Common Mistakes Candidates Make#
Many candidates devote nearly all of their preparation time to algorithms while overlooking System Design, behavioral interviews, and resume discussions. Since OpenAI evaluates engineers across multiple dimensions, this narrow approach often leaves candidates underprepared.
Another common mistake is rushing into solutions without first clarifying requirements. Whether solving a coding problem or designing distributed infrastructure, interviewers generally appreciate candidates who slow down, ask thoughtful questions, and explain tradeoffs before proposing solutions.
Finally, some candidates underestimate the importance of communication. Even excellent technical ideas become less convincing when assumptions remain unstated or explanations lack structure.
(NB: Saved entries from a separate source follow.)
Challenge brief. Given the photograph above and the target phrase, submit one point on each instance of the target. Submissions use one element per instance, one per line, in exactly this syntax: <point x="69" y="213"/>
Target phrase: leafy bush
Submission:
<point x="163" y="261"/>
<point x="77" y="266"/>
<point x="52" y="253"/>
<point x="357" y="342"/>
Quick Review of the 20 Questions#
# | Question | Primary Focus |
1 | Solve a coding problem | Algorithms |
2 | Optimize your solution | Complexity analysis |
3 | Test your implementation | Code quality |
4 | Handle changing requirements | Adaptability |
5 | Design a chat system | System Design |
6 | Design AI inference serving | AI infrastructure |
7 | Design a scalable API | Scalability |
8 | Improve reliability | Distributed systems |
9 | Most challenging project | Resume discussion |
10 | Engineering tradeoffs | Technical judgment |
11 | What would you change today? | Reflection |
12 | Production incident | Ownership |
13 | Team disagreement | Collaboration |
14 | Mistake you made | Accountability |
15 | Prioritization | Decision making |
16 | Why OpenAI? | Motivation |
17 | LLM engineering challenges | AI systems |
18 | Evaluate an AI model | Model quality |
19 | Reduce AI latency | Performance engineering |
20 | Decisions with uncertainty | Engineering judgment |
Final Thoughts#
Preparing for OpenAI interview questions requires a balanced strategy that combines coding practice with System Design, behavioral preparation, AI engineering knowledge, and a thorough understanding of your previous projects. While technical ability remains essential, interviewers also evaluate how clearly you communicate, how thoughtfully you reason through tradeoffs, and how effectively you collaborate with others.
By practicing these common OpenAI interview questions, reviewing your engineering experience, and developing structured answers, you'll be well prepared to navigate every stage of the interview process with confidence.